Question

Find two positive even consecutive numbers, the sum of whose squares is 340.

Hint:

To solve problems involving consecutive numbers and their squares, use algebra to set up an equation and solve the resulting quadratic equation.

Answer 1

Let the two consecutive even numbers be \( x \) and \( x + 2 \).
Step 1: The sum of their squares is given by: \[ x^2 + (x + 2)^2 = 340. \]
Step 2: Expand the equation: \[ x^2 + (x^2 + 4x + 4) = 340. \]
Step 3: Simplify the equation: \[ 2x^2 + 4x + 4 = 340. \]
Step 4: Move all terms to one side: \[ 2x^2 + 4x + 4 - 340 = 0 \quad \Rightarrow \quad 2x^2 + 4x - 336 = 0. \]
Step 5: Divide the entire equation by 2 to simplify: \[ x^2 + 2x - 168 = 0. \]
Step 6: Solve this quadratic equation using the quadratic formula: \[ x = \frac{-b \pm \sqrt{b^2 - 4ac}}{2a}, \] where \( a = 1 \), \( b = 2 \), and \( c = -168 \).
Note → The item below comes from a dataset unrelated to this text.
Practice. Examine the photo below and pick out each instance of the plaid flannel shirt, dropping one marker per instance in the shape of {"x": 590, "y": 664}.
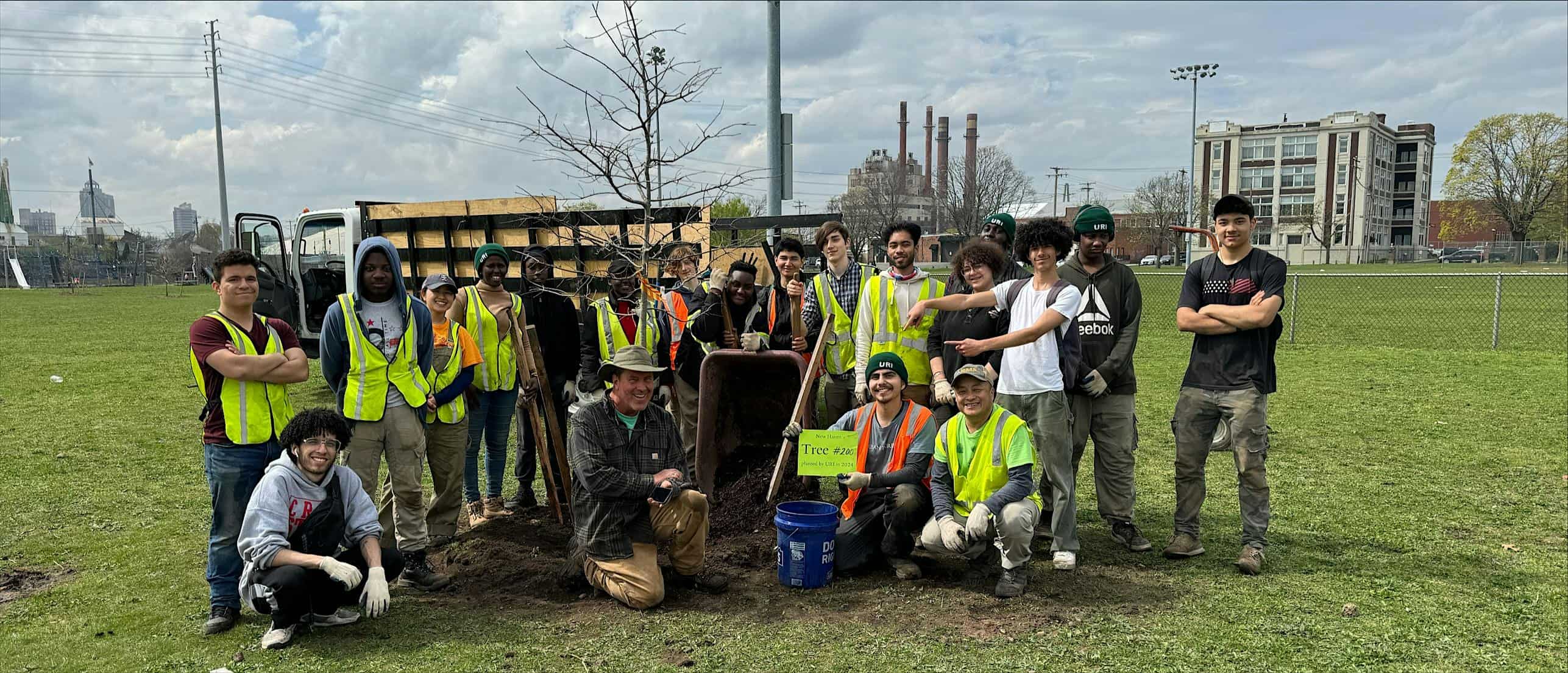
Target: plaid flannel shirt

Substitute the values: \[ x = \frac{-2 \pm \sqrt{2^2 - 4(1)(-168)}}{2(1)} = \frac{-2 \pm \sqrt{4 + 672}}{2} = \frac{-2 \pm \sqrt{676}}{2}. \] Since \( \sqrt{676} = 26 \), we have: \[ x = \frac{-2 \pm 26}{2}. \]
Step 7: Thus, \( x = \frac{-2 + 26}{2} = \frac{24}{2} = 12 \) or \( x = \frac{-2 - 26}{2} = \frac{-28}{2} = -14 \). Since we are looking for positive even numbers, we take \( x = 12 \). Therefore, the two consecutive even numbers are \( 12 \) and \( 14 \).
Conclusion: The two consecutive even numbers are 12 and 14.